В приглушенном свете ламп они сегодня были не яркими, дерзкими джазменами – они играли музыку, которая была в их душе. Спокойный ритм, ритмичные переходы и мелодичное звучание. Мелодия сопереживала, поддерживала и горевала одновременно. Из Джимми вдруг вырвалось неожиданное соло – он зазвучал сильнее, мощнее, ярче остальных. Его пальцы скользили по кнопкам. Мальчик закрыл глаза и выплеснул наружу всё то, что таилось в его душе. Перед его глазами промелькнуло лицо убитой горем матери – в груди затрепетало сердце. В ушах эхом прозвучал звонкий смех сестрёнки. А вместо зала с людьми, вместо грозного отца и родных братьев Джимми очутился на лугу, полном трав и цветов, где раздаётся жужжание диких пчёл. Его ладоши ощущали прикосновение каждого лепестка, листочка дерева и порыва ветра, который нёс его всё выше и дальше. В какой-то момент он замер – опять боль переполнила его душу – он оказался у большой горы, сложенной из черепов буйволов, увидел, как загоняют слонов и истребляют тигров. Мелодия вновь приняла трагичный оборот, затихнув. Он открыл глаза – детские, но такие уже мудрые и понимающие. В них горел огонь.

После концерта за кулисами Джимми схватил за шиворот отец. Он сгрёб его за шкирку как беспомощного маленького котёнка. Мальчик поёжился от чёрного взгляда Джакомбо. Раздувая от негодования ноздри, мужчина оскалил зубы:

– Ты что вытворяешь, щенок?
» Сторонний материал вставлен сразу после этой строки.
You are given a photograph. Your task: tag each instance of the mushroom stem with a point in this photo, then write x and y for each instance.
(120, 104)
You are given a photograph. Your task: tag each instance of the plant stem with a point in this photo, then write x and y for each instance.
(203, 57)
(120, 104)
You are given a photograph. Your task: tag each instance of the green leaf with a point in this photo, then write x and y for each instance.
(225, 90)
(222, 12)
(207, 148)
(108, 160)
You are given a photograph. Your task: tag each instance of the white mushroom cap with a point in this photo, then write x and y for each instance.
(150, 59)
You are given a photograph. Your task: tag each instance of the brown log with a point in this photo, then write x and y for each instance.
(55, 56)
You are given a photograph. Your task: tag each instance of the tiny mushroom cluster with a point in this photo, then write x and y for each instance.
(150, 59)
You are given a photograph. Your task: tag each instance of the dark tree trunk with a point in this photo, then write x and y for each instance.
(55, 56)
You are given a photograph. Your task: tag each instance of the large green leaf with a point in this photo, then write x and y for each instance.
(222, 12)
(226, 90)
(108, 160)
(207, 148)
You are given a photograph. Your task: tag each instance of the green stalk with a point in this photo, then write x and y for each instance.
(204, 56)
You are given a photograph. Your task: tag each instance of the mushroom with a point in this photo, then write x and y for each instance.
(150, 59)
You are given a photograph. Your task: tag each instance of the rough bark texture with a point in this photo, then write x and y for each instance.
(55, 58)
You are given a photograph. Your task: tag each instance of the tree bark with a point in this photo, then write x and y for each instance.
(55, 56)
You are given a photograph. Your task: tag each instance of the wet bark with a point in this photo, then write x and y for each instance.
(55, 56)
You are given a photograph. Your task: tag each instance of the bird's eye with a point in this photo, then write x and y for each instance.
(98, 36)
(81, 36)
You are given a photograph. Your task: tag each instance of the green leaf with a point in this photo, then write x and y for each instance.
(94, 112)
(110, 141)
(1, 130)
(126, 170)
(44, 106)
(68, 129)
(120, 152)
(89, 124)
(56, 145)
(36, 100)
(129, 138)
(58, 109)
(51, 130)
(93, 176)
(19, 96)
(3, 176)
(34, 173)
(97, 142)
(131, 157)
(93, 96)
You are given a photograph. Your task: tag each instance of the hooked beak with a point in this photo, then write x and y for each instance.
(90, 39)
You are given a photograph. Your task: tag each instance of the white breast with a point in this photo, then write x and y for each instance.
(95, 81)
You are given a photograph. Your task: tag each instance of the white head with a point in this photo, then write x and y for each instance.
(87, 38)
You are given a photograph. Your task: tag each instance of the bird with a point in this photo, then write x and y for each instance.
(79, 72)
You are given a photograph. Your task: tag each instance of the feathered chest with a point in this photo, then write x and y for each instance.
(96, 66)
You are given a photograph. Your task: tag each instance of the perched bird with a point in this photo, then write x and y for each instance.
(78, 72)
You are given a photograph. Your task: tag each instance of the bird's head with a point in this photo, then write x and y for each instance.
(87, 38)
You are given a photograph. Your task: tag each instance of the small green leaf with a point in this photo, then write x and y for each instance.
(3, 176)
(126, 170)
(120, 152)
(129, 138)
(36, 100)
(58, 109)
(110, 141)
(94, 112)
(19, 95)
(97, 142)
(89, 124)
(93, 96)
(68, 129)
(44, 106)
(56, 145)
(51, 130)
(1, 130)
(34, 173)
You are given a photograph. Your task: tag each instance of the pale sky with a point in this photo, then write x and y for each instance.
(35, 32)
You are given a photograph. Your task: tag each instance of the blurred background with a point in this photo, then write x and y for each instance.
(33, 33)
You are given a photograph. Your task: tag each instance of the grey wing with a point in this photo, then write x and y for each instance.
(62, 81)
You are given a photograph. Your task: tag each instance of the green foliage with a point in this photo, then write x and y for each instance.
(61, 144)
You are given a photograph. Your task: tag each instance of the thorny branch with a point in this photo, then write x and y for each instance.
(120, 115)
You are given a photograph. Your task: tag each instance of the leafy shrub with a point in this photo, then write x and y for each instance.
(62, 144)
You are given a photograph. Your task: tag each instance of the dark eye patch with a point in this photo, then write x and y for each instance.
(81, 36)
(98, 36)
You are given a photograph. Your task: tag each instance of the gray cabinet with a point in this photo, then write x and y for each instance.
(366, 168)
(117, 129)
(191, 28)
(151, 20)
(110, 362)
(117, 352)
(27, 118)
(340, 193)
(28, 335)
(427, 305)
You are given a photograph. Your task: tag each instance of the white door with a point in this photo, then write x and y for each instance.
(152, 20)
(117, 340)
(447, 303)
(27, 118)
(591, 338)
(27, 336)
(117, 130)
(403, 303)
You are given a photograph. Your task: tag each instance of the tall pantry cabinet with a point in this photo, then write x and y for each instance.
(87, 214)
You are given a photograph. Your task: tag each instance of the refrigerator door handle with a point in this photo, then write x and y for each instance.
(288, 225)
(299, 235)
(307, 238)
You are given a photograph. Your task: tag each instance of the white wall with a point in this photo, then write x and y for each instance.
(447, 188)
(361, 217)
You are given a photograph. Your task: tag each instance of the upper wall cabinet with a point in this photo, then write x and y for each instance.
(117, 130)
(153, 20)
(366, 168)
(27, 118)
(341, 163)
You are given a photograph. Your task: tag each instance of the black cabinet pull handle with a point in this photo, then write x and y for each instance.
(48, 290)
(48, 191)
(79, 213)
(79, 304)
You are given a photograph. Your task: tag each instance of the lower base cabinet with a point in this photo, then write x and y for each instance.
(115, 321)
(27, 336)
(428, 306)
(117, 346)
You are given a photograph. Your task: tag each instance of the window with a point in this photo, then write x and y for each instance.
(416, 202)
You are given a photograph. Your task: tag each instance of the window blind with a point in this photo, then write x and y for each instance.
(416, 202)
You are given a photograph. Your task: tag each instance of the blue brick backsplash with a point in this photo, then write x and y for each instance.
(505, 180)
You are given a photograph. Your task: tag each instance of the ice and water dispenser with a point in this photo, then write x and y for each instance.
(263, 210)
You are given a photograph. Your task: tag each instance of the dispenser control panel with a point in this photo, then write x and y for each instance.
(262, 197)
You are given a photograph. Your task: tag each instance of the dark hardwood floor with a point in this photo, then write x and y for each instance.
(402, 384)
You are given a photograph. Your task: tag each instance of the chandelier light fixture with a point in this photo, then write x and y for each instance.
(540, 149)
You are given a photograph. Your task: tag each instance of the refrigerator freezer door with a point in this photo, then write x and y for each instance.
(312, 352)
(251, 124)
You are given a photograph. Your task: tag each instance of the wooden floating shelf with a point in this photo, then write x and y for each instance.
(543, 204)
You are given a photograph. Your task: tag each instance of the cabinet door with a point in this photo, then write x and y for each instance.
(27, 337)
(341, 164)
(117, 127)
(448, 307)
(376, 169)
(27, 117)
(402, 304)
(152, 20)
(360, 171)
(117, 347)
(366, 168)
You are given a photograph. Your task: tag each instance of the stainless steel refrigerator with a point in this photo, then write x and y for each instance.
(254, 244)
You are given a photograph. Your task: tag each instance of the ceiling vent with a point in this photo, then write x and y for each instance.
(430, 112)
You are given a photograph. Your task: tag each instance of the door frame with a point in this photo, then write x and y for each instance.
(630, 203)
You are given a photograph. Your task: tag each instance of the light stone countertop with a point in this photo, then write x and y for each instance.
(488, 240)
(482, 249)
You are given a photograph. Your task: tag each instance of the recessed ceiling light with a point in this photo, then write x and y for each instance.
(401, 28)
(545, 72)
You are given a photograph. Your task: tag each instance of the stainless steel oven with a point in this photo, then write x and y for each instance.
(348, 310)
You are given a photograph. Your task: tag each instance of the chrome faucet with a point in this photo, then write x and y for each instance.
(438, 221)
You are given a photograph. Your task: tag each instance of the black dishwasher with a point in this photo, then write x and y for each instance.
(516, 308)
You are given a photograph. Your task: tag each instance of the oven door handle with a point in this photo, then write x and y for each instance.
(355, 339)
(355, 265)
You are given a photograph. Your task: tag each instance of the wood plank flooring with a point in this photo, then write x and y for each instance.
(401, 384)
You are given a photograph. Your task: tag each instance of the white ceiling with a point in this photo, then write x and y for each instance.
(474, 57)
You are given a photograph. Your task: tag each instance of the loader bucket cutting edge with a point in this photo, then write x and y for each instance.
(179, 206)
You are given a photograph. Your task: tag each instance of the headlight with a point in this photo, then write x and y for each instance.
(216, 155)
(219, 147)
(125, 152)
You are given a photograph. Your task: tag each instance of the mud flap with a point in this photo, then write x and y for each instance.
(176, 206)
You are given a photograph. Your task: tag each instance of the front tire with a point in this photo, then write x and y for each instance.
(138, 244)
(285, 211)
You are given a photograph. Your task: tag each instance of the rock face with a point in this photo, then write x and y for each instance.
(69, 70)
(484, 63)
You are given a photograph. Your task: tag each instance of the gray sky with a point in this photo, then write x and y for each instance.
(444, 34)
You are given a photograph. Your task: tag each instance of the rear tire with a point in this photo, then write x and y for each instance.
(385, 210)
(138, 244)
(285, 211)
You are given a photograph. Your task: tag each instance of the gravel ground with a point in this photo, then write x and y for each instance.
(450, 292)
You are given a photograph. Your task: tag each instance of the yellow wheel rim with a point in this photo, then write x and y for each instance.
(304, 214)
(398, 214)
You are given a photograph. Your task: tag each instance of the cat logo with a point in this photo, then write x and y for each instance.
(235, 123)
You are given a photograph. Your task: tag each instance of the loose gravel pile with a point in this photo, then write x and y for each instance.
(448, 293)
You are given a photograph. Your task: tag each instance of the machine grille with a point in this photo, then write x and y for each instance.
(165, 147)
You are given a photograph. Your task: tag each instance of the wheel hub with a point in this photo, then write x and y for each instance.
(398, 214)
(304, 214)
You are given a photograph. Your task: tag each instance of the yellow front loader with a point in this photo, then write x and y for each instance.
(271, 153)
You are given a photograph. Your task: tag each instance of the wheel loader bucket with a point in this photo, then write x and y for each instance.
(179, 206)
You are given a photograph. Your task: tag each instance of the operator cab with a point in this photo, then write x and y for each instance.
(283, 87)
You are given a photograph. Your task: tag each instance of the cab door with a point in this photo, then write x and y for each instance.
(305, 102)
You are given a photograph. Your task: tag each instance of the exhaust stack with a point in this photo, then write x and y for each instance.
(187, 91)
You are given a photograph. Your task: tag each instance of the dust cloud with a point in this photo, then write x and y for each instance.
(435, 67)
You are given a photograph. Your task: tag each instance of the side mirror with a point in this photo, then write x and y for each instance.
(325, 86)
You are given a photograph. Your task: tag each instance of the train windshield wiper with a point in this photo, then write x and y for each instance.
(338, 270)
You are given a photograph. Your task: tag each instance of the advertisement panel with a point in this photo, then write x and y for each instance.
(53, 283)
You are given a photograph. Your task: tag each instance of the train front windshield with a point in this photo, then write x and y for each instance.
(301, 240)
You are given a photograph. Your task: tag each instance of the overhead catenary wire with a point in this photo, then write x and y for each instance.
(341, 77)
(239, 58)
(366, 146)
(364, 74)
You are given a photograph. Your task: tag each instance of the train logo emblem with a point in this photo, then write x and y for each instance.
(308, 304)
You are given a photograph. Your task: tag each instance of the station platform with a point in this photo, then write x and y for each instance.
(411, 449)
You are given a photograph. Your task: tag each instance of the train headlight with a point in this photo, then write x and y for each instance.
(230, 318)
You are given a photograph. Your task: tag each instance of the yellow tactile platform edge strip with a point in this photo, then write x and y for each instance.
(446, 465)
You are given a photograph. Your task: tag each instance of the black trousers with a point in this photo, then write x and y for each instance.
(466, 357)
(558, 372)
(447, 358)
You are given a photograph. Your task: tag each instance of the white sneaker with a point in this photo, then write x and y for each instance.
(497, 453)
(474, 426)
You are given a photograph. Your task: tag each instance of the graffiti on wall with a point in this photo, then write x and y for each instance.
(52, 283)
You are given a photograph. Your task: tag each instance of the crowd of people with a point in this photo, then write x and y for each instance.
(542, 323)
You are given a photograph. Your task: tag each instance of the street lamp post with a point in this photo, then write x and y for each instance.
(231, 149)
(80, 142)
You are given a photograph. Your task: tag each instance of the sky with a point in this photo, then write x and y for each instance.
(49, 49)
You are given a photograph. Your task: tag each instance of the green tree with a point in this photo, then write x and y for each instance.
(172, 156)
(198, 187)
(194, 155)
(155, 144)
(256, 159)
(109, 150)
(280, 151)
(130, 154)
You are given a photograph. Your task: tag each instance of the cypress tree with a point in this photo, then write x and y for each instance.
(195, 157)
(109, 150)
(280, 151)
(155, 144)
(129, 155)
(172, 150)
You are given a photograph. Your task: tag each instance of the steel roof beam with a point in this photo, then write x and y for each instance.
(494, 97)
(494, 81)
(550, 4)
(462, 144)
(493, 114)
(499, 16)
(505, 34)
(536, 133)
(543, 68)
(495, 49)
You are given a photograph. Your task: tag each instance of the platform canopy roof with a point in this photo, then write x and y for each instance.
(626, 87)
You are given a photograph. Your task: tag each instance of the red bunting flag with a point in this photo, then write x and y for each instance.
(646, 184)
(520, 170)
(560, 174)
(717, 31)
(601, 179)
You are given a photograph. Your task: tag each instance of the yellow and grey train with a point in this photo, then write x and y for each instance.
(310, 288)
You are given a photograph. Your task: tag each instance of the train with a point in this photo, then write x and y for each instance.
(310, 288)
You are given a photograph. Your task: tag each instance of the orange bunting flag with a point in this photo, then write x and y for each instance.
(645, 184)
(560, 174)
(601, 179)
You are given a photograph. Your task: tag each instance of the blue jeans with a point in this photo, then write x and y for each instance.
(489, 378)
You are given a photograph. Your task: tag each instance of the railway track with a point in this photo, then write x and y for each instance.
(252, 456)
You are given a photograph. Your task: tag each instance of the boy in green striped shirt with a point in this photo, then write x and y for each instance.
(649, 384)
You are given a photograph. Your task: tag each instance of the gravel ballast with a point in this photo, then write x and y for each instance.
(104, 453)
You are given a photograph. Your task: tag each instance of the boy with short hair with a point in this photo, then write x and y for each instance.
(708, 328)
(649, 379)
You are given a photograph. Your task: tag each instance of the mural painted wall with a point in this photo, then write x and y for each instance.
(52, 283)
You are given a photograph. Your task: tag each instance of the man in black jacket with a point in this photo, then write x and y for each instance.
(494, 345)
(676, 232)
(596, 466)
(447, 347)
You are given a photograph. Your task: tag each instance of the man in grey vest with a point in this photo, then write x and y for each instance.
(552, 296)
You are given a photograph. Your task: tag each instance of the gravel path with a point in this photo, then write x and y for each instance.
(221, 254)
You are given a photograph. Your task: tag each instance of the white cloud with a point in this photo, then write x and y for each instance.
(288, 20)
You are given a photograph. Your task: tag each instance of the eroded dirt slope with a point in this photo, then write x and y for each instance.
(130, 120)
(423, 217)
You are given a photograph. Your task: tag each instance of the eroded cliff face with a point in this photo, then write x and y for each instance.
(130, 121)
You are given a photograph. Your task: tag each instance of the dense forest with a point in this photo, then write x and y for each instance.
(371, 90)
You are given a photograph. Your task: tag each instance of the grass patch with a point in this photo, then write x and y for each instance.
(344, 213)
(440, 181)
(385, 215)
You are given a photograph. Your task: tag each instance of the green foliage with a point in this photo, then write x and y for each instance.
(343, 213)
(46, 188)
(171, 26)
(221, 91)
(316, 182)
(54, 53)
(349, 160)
Кто тебе позволил делать то, что я не приказывал? – От него пахло алкоголем, Джимми поморщился.

– Ведь всем понравилось, – неуверенно проговорил мальчик. Он не понимал, в чём его вина, ведь им аплодировали.

Джакомбо грубо отпихнул мальчика в сторону, тот, ударившись о стену, схватился за руку, которую свело от боли:

– Здесь всё решаю я! Не смей мне перечить! Всё тебе дал я! Ты мне обязан!

– Ты говорил, что музыка должна идти от сердца, а не от строго написанных на бумаге нот! Если не чувствуешь – не сможешь творить.

Последовала пощечина:

– Молчать! Собирайся и иди отсюда вон! Дома я с тобой продолжу разговор.

Джимми вдруг затрясся от страха. Его побледневшие губы судорожно что-то шептали, а в глазах засияли слёзы. Он сполз на пол, закрыв лицо ладонями. Рядом послышался тяжёлый вздох, затем тонкая рука обняла его за плечи. Джимми почувствовал, как чья-то голова легла к нему на плечо:

– Я с тобой, Джимми. Вместе мы справимся. – Это был Джорджи, который видел то, что сделал отец.

Мальчики просидели так ещё несколько минут, а затем последовали домой за остальными.